Published: 17 October 2011
‘Top down’ approach to biodiversity under climate change
In a recent ECOS article, Tim Low highlighted the importance of making robust predictions of climate change impacts on biodiversity. Formulating conservation and management strategies that best retain biodiversity into the future depend on such reliable predictions.1 We need to answer key questions such as ‘Where are the best places across the country to put new conservation reserves?’, and ‘Which areas should be the focus of restoration efforts?’
Ironically, one of the greatest impediments to predicting climate change impacts on biodiversity is the sheer number of species that we need to conserve. A recent estimate suggests that Australia has more than half a million native species.2
Through state and federal legislation, Australians have assumed the responsibility of custodian for these species. This means providing all of them with the opportunity to persist under a changing climate. To identify robust conservation and management strategies, predictions of climate change impacts need to be relevant to biodiversity as a whole – that is, to many species from many different taxonomic groups.3
Until now, most related ecological research has focused on predicting changes in the distribution of individual species in response to climate change.4 However, due to the substantial information collection and modelling effort required for each species, predictions for all species in a taxonomic group are only possible for a small number of well-studied taxa (e.g. birds, mammals, reptiles).5,6
In his earlier ECOS article, Tim Low also pointed out a number of practical challenges in accurately predicting the potential distribution of individual species.
For highly diverse, yet poorly studied taxa – such as plants, insects and marine invertebrates – alternative approaches are needed to predict climate change impacts relevant to all species. Enter ‘macroecology’, a scientific discipline that can predict changes in broad patterns of biodiversity over time.
Macroecological modelling is particularly valuable for highly diverse, poorly studied taxa, as it provides information relevant to all species: even those we know little about.
Two powerful macroecological modelling approaches involve predicting either changes in the number of species in each location, or dissimilarity in community composition between pairs of locations.7 Both approaches have demonstrated their value in predicting climate change impacts on diverse species within multiple taxonomic groups over large regions.8,9
CSIRO’s Macroecological Modelling team is now developing techniques for extending the capacity of macroecology to predict climate change impacts on Australia’s biodiversity.
One new approach10 combines models of species richness and compositional dissimilarity to predict the occurrences of all species across all locations over large regions. The same approach can directly predict the impacts of climate change on biodiversity, or form the basis for more mechanistic macroecological predictions of biodiversity change.
Macroecological modelling has significant untapped potential to complement the substantial research effort focused on predicting changes in the distributions of individual species under climate change. By providing predictions relevant to all species, it can help to formulate conservation and management strategies that best retain biodiversity under climate change.
Karel Mokany is an ecologist with CSIRO Ecosystem Sciences, developing new macroecological approaches to predicting climate change impacts on biodiversity.

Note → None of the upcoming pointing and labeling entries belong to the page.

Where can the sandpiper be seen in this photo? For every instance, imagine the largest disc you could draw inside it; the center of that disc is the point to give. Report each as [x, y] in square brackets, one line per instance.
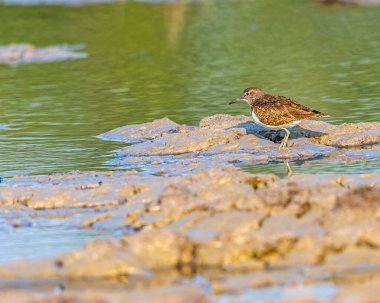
[276, 112]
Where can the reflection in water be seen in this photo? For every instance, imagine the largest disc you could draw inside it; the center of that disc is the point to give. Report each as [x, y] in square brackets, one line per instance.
[177, 60]
[317, 166]
[39, 238]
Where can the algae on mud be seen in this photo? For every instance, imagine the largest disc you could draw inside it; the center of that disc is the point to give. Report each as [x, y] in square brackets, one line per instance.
[307, 228]
[241, 232]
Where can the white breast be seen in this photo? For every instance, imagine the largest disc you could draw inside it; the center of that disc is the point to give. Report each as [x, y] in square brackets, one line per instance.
[257, 120]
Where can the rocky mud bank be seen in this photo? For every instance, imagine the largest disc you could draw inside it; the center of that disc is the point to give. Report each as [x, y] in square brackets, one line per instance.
[201, 230]
[165, 147]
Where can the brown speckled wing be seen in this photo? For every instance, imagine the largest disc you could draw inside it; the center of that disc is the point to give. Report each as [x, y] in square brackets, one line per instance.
[280, 110]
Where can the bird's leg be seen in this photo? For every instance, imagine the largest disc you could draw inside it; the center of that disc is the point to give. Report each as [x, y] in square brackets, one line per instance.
[289, 168]
[284, 141]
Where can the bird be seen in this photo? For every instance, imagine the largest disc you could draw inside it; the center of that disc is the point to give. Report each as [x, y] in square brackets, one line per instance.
[276, 112]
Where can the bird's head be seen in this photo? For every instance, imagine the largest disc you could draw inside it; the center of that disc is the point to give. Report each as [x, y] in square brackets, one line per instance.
[250, 95]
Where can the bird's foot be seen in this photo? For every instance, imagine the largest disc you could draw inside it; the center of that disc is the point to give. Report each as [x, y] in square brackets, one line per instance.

1 Botkin DB et al. (2007). Forecasting the effects of global warming on biodiversity. Bioscience 57, 227–36.
2 Chapman A (2009). Numbers of Living Species in Australia and the World. Department of the Environment, Water, Heritage and the Arts, Canberra, p. 84.
3 Margules CR and Pressey RL (2000). Systematic conservation planning. Nature 405, 243–53.
4 Elith J and Leathwick JR (2009). Species distribution models: ecological explanation and prediction across space and time. Annual Review of Ecology, Evolution, and Systematics 40, 677–97.
5 Thuiller W et al. (2006). Vulnerability of African mammals to anthropogenic climate change under conservative land transformation assumptions. Global Change Biology 12, 424–40.
6 Hole DG et al. (2009). Projected impacts of climate change on a continent-wide protected area network. Ecology Letters 12, 420–31.
7 Mokany K and Ferrier S (2011). Predicting impacts of climate change on biodiversity: a role for semi-mechanistic community-level modelling. Diversity and Distributions 17, 374–80.
8 Ferrier S et al. (2010). Using generalised dissimilarity modelling to assess potential impacts of climate change on biodiversity composition in Australia, and on the representativeness of the national reserve system. Report for Department of Sustainability, Environment, Water, Population and Communities, Canberra.
9 Sommer JH et al. (2010). Projected impacts of climate change on regional capacities for global plant species richness. Proceedings of the Royal Society B 277, 2271–80.
10 Mokany K et al. (2011). Combining α- and β-diversity models to fill gaps in our knowledge of biodiversity. Ecology Letters 14, 1043–51.